Bijective varint encoding
This is a simple, zero dependency javascript library which implements length-prefixed varint encoding. The format is similar to LEB128 but:
- It uses a bijective base, based off this HN comment. This means every number has exactly 1 canonical binary encoding.
- The length prefixed encoding should play better with the branch predictor in native implementations. (Though this implementation isn't super optimized).
This format is extremely similar to how UTF8 works internally. Its almost certainly possible to reuse existing efficient UTF8 <-> UTF32 SIMD encoders and decoders to make this code faster, but frankly its not a priority right now.
0 - 2^7-1
encodes as 0xxx_xxxx
2^7 - 2^14+2^7-1
encodes as 10xx_xxxx xxxx_xxxx
2^14+2^7 - 2^21+2^14+2^7-1
encodes as 110x_xxxx xxxx_xxxx xxxx_xxxx
2^21 - 2^28-1
encodes as 1110_xxxx xxxx_xxxx xxxx_xxxx xxxx_xxxx
... And so on, where xxxx_xxxx
is the next bytes of the number within its range, in big endian.

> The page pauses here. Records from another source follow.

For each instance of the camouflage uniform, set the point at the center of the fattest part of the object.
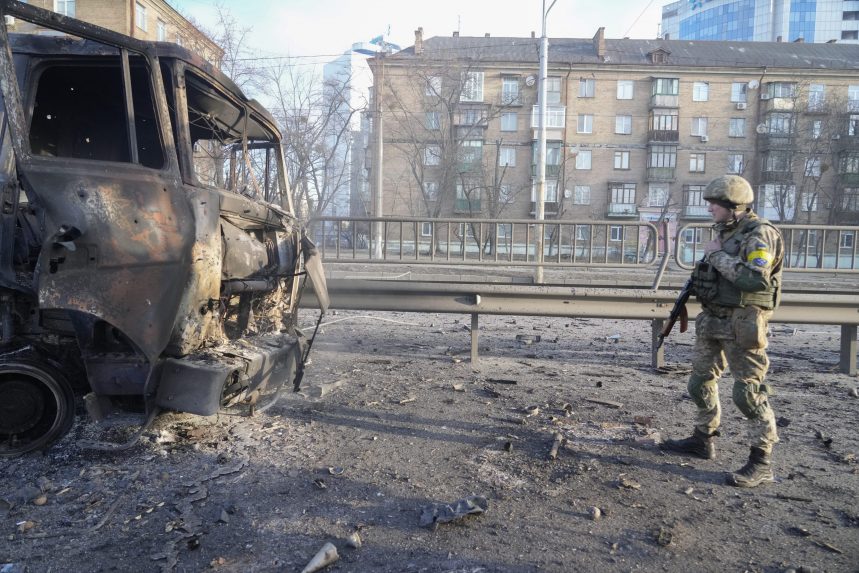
(738, 288)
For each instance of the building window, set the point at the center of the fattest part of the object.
(432, 155)
(777, 162)
(140, 15)
(735, 163)
(583, 159)
(582, 195)
(816, 97)
(812, 167)
(700, 91)
(699, 126)
(587, 87)
(666, 86)
(780, 123)
(433, 121)
(663, 156)
(664, 120)
(849, 164)
(852, 98)
(432, 87)
(808, 202)
(621, 159)
(657, 195)
(738, 92)
(623, 193)
(65, 7)
(623, 124)
(431, 190)
(553, 91)
(555, 117)
(585, 123)
(781, 89)
(510, 90)
(693, 195)
(470, 151)
(508, 121)
(551, 191)
(816, 128)
(472, 86)
(625, 89)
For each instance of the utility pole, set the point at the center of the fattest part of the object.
(377, 153)
(540, 213)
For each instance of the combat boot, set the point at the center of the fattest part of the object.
(757, 470)
(699, 444)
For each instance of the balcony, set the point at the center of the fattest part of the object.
(664, 135)
(845, 142)
(664, 100)
(463, 205)
(775, 140)
(778, 104)
(849, 179)
(551, 170)
(776, 177)
(660, 174)
(549, 207)
(622, 210)
(695, 212)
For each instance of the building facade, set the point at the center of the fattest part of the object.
(636, 128)
(762, 20)
(153, 20)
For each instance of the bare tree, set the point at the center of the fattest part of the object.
(316, 124)
(437, 120)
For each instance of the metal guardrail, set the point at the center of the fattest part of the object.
(508, 242)
(573, 301)
(808, 248)
(567, 243)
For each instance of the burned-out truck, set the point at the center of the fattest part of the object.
(149, 251)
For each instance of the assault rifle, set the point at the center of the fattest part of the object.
(679, 311)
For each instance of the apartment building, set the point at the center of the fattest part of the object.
(635, 128)
(153, 20)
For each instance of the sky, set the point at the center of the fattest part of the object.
(318, 30)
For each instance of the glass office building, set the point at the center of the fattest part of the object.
(762, 20)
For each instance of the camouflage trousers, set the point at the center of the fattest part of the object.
(736, 339)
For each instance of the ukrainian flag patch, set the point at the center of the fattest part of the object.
(760, 258)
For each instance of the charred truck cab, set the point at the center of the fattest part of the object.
(148, 246)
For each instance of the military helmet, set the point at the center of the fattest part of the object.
(729, 189)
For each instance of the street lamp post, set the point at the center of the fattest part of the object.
(541, 144)
(377, 153)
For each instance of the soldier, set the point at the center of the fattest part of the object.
(738, 283)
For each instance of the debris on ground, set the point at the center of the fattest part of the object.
(432, 515)
(325, 557)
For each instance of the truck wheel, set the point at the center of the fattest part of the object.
(37, 406)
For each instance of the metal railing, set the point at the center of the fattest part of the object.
(808, 248)
(487, 241)
(567, 243)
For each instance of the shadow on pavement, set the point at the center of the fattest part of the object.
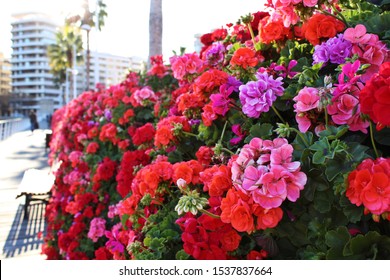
(23, 236)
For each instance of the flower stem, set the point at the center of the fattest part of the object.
(326, 117)
(227, 150)
(252, 35)
(223, 133)
(189, 134)
(209, 214)
(278, 114)
(372, 139)
(301, 136)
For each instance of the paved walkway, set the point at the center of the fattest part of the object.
(19, 152)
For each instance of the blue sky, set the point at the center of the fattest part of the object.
(126, 31)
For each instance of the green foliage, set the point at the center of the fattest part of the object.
(162, 236)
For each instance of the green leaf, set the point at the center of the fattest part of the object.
(124, 219)
(369, 246)
(334, 168)
(336, 240)
(263, 131)
(322, 150)
(353, 212)
(323, 201)
(383, 136)
(181, 255)
(333, 132)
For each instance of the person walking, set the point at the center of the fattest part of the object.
(33, 120)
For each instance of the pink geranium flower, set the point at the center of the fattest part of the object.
(265, 171)
(357, 35)
(307, 99)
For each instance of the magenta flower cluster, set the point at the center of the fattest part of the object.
(264, 169)
(258, 96)
(97, 229)
(335, 50)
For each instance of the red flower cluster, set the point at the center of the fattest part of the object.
(210, 81)
(105, 170)
(320, 27)
(188, 171)
(109, 133)
(375, 97)
(165, 134)
(143, 134)
(217, 180)
(369, 185)
(125, 175)
(271, 30)
(206, 238)
(245, 58)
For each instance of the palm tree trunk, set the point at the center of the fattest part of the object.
(155, 28)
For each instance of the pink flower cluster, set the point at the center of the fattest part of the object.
(345, 107)
(369, 49)
(97, 228)
(306, 107)
(185, 65)
(264, 169)
(143, 94)
(258, 96)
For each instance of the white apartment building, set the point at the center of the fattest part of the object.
(107, 69)
(32, 82)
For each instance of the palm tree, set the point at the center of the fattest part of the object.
(61, 54)
(86, 21)
(155, 28)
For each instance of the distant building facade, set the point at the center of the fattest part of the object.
(5, 86)
(5, 75)
(32, 83)
(107, 69)
(33, 86)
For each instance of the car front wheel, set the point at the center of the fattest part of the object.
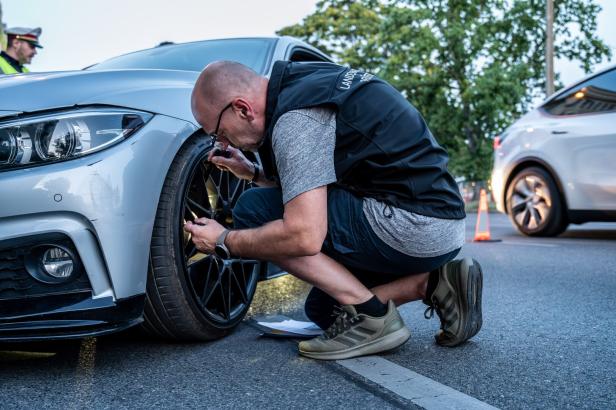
(534, 204)
(191, 295)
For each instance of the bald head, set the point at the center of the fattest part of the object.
(219, 84)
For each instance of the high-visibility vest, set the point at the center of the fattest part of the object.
(6, 68)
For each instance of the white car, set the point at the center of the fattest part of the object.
(557, 164)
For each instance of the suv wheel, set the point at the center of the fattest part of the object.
(190, 295)
(534, 204)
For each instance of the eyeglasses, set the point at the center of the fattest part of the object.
(214, 135)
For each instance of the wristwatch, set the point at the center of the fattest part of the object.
(255, 175)
(221, 249)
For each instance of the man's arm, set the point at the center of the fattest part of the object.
(301, 232)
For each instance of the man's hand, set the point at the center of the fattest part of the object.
(237, 163)
(204, 233)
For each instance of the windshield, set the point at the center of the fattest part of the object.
(252, 52)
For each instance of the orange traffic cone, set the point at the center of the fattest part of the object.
(482, 231)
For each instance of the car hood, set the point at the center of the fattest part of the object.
(157, 91)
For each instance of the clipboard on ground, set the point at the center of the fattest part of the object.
(281, 326)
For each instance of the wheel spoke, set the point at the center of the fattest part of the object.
(225, 303)
(535, 218)
(543, 210)
(522, 188)
(195, 205)
(518, 203)
(240, 287)
(190, 249)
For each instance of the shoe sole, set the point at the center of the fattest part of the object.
(472, 284)
(380, 345)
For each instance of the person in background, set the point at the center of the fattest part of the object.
(21, 48)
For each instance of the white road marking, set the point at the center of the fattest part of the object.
(527, 243)
(419, 389)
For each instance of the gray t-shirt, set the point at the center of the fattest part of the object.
(303, 142)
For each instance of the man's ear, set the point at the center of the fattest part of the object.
(243, 108)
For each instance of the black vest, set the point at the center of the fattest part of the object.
(384, 148)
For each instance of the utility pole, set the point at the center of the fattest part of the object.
(2, 41)
(549, 49)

Eg, to encode 130:
- Its within the 2 byte range, which starts at 128. So we first subtract 130-128 = 2. It will be put into the 2 byte pattern:
10xx_xxxx xxxx_xxxx
. - 2 is then encoded to the big endian bits
0b10
. - The end result is
1000_0000 0000_0010
, or 0x8002
.
The encoding supports any integer up to 128 bits.
For numbers above 64 bits, it would be tempting to use 0x1111_1111 1111_1111 xxxx_xxxx xxxx_xxxx ...
since then there would be at most 2 bytes of overhead (or 4 bytes of overhead for 128 bits). But that breaks the pattern, so instead it uses this as the maximum encoding for 64 bits: 0x1111_1111 1111_1111 0xxx_xxxx
... And for 128 bits: 0x1111_1111 1111_1111 1111_1111 1111_1111 0xxx_xxxx
.
For negative integers, we use protobuf's zigzag encoding format. (0 encodes as 0, -1 encodes as 1, 1 encodes as 2, -2 encodes as 3, and so on).
For more examples, or if you want to test compatibility with another implementation, see compatibility tests in varint_tests.txt.
How to use it
npm install --save bijective-varint
Then:
const varint = require('bijective-varint')
const enc = varint.encode(2020304050)
const dec = varint.decode(enc)
API reference
The API is defined and exposed via the following typescript definitions:
const MAX_INT_LEN = 9;
const MAX_BIGINT_LEN = 19;
function bytesUsed(bytes: Uint8Array): number;
function bufContainsVarint(bytes: Uint8Array): boolean;
function encode(num: number): Uint8Array;
function encodeInto(num: number, dest: Uint8Array, offset: number): number;
function decode(bytes: Uint8Array): number;
function encodeBN(num: bigint): Uint8Array;
const MAX_SAFE_BIGINT: bigint;
function encodeIntoBN(num: bigint, dest: Uint8Array, offset: number): number;
function decodeBN(bytes: Uint8Array): bigint;
function zigzagEncode(val: number): number;
function zigzagDecode(val: number): number;
function zigzagEncodeBN(val: bigint): bigint;
function zigzagDecodeBN(val: bigint): bigint;
License
MIT licensed.